AWS Secrets Manager in Kubernetes - Secret Rotation and Reloader

HANDLING SECRETS AND PARAMETERS ON AWS EKS

Security best practices need the protection of personal data (e.g. passwords, tokens, API Keys). These details are often saved in AWS Secrets Manager or AWS Systems Manager Parameter Store when utilising AWS (SSM Parameter Store).

Secrets are straightforward to create and use in Amazon, but getting them from a Kubernetes cluster is not. We often need to obtain secrets from a pod to extract database credentials, API Keys, and so on.

In this article, we'll look at how to configure EKS to use secrets and parameters from Amazon Secrets Manager and AWS Systems Manager Parameter Store.
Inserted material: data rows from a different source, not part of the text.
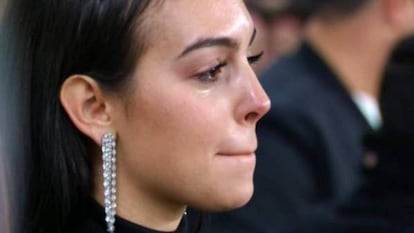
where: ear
[60,75,113,145]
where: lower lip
[217,153,256,165]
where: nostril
[244,112,259,122]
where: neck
[93,164,186,232]
[306,11,395,99]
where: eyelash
[247,51,264,65]
[197,51,264,82]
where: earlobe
[60,75,111,145]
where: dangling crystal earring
[102,133,116,233]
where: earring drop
[102,133,116,233]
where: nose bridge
[239,66,270,122]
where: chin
[199,184,253,212]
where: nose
[237,67,270,124]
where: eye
[247,51,264,64]
[196,62,227,82]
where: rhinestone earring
[102,133,116,233]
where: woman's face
[113,0,270,210]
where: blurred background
[245,0,310,74]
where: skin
[61,0,270,231]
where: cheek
[122,85,232,178]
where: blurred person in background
[245,0,308,74]
[290,34,414,233]
[212,0,414,233]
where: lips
[217,151,254,156]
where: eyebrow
[178,28,256,58]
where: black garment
[72,200,208,233]
[288,133,414,233]
[212,43,371,233]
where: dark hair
[19,0,160,233]
[380,37,414,138]
[292,0,371,18]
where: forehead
[144,0,253,56]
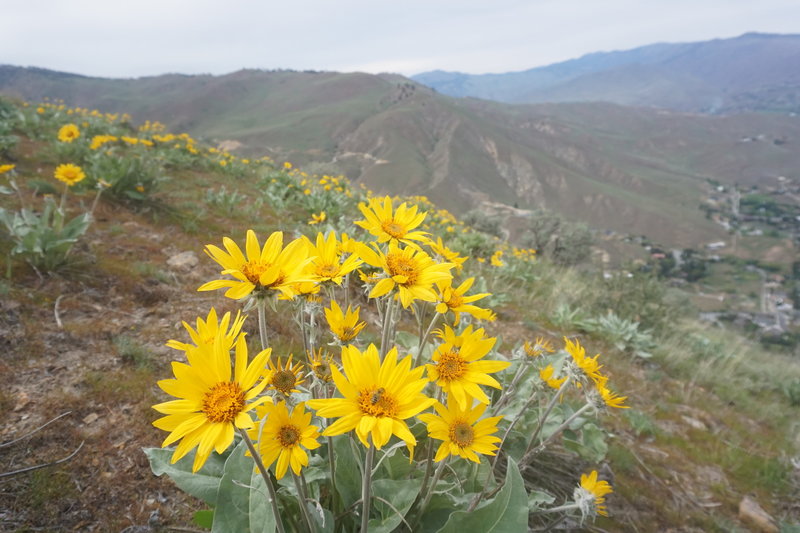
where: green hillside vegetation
[0,97,800,532]
[0,66,800,247]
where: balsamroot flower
[252,402,320,479]
[426,326,511,409]
[197,230,314,300]
[58,124,81,143]
[573,470,614,516]
[153,334,272,472]
[307,344,436,452]
[417,400,503,463]
[53,163,86,187]
[356,196,428,247]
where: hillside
[0,66,800,247]
[413,33,800,114]
[0,96,800,533]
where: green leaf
[369,479,421,533]
[333,435,361,509]
[439,461,528,533]
[192,509,214,529]
[211,442,254,533]
[249,471,276,533]
[144,448,225,505]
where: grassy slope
[0,67,800,246]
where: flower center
[202,382,244,423]
[449,420,475,448]
[272,370,297,394]
[436,351,467,381]
[358,387,397,417]
[278,425,300,448]
[317,265,339,278]
[386,253,419,285]
[241,261,270,285]
[381,219,406,239]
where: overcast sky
[0,0,800,77]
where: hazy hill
[0,66,800,246]
[413,33,800,113]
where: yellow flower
[308,344,435,452]
[309,348,333,383]
[197,230,314,300]
[539,365,567,390]
[266,355,306,396]
[358,243,455,308]
[574,470,614,516]
[417,399,503,463]
[524,337,555,357]
[248,402,320,479]
[325,300,367,343]
[491,250,505,267]
[54,163,86,187]
[303,231,363,285]
[426,326,511,409]
[356,196,428,246]
[308,211,328,226]
[167,307,246,352]
[58,124,81,143]
[436,278,495,326]
[153,335,271,472]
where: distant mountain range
[413,33,800,113]
[0,33,800,246]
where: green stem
[256,295,269,350]
[292,472,314,533]
[361,436,375,533]
[239,428,286,533]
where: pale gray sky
[0,0,800,77]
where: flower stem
[522,374,572,457]
[519,402,593,465]
[256,295,269,350]
[239,428,286,533]
[361,436,375,533]
[292,472,315,533]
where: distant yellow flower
[167,307,246,352]
[426,326,511,409]
[524,337,555,357]
[436,278,495,326]
[153,335,271,472]
[307,344,436,450]
[58,124,81,143]
[491,250,505,267]
[574,470,614,516]
[358,243,454,308]
[248,402,320,479]
[356,196,428,247]
[325,300,367,343]
[197,230,314,300]
[309,348,334,383]
[266,355,306,396]
[539,365,567,390]
[308,211,328,226]
[303,231,363,285]
[417,399,503,463]
[54,163,86,187]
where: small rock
[167,250,200,272]
[739,496,778,533]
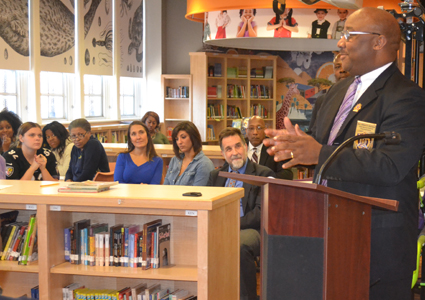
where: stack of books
[62,283,197,300]
[64,219,171,270]
[0,212,38,265]
[58,180,119,193]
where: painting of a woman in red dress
[215,10,231,39]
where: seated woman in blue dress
[164,121,214,186]
[65,119,109,181]
[114,121,163,184]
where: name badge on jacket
[353,121,376,150]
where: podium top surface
[218,171,398,211]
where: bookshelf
[189,52,277,143]
[0,180,243,300]
[161,74,192,139]
[91,124,128,143]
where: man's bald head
[353,7,401,56]
[338,7,401,76]
[246,116,266,147]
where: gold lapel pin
[353,103,362,112]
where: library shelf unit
[161,74,192,139]
[0,180,240,300]
[189,52,277,143]
[91,124,128,143]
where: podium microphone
[314,131,401,184]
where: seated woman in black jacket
[3,122,59,181]
[65,119,109,181]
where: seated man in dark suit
[246,116,293,180]
[207,128,275,300]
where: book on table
[58,180,119,193]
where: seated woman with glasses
[142,111,170,144]
[3,122,59,181]
[0,108,22,154]
[164,121,214,186]
[43,121,74,176]
[114,121,162,184]
[65,119,109,181]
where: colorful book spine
[18,215,37,265]
[63,227,72,261]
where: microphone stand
[314,131,401,184]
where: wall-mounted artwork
[0,0,102,72]
[204,7,351,42]
[84,0,114,75]
[119,0,144,77]
[0,0,144,77]
[0,0,29,71]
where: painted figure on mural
[267,8,298,37]
[236,8,257,37]
[332,8,348,40]
[308,8,331,39]
[202,12,211,42]
[215,10,231,39]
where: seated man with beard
[207,128,275,300]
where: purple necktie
[328,77,361,145]
[322,77,361,186]
[252,148,258,164]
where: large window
[0,70,19,113]
[40,72,68,120]
[120,77,137,117]
[84,75,104,118]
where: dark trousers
[369,278,412,300]
[240,229,261,300]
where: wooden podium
[219,172,398,300]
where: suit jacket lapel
[336,63,397,138]
[215,163,229,186]
[242,159,255,214]
[316,78,354,144]
[259,144,268,166]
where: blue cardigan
[164,151,214,186]
[65,137,109,181]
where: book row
[251,84,273,99]
[64,219,171,270]
[207,125,216,141]
[207,104,224,119]
[165,86,189,98]
[208,63,273,79]
[92,131,128,143]
[62,283,197,300]
[0,210,38,265]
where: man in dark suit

KUBERNETES SECRETS VERSUS AWS SECRETS

In Kubernetes to store secrets we can use the kind Secret:

apiVersion: v1
kind: Secret
metadata:
  name: test-secret
type: Opaque
data:
  password: JdkDSIGhhdZ

However, using the kind SecretProviderClass offered multiple advantages in a Cloud context:

• Having a single file to configure the secrets allows one to manage them from a single place.

• Having secrets outside of the cluster eases the possible integration with external tools. It is also very easy to share a secret across several Kubernetes namespaces and to keep it in sync.
  This externalisation allows also delegating the creation of the secret to an Infrastructure as Code (IaC) tool for example. This way there is no need to find a solution to access Kubernetes’ API (often in private subnets) to create secrets and keep them up to date.

• Using AWS Secrets Manager or AWS SSM Parameter Store from an EKS cluster in correlation with Kubernetes service accounts allows fined grain control over who can access which secrets. It is also easily possible to define groups of secrets with a reusable list of secrets.

PREREQUISITES

To utilise Amazon Secrets Manager or AWS SSM Parameter Store from Kubernetes, additional configuration is necessary.

We must do the following:

• An IAM policy, with permissions to retrieve secrets from Secret Manager.

• Create Secrets in Secretsmanager below are the supported Secret Types

  • A Secrets Manager simple secret (a plain text secret)

  • A Secrets Manager JSON formatted secret (the secret is the whole JSON).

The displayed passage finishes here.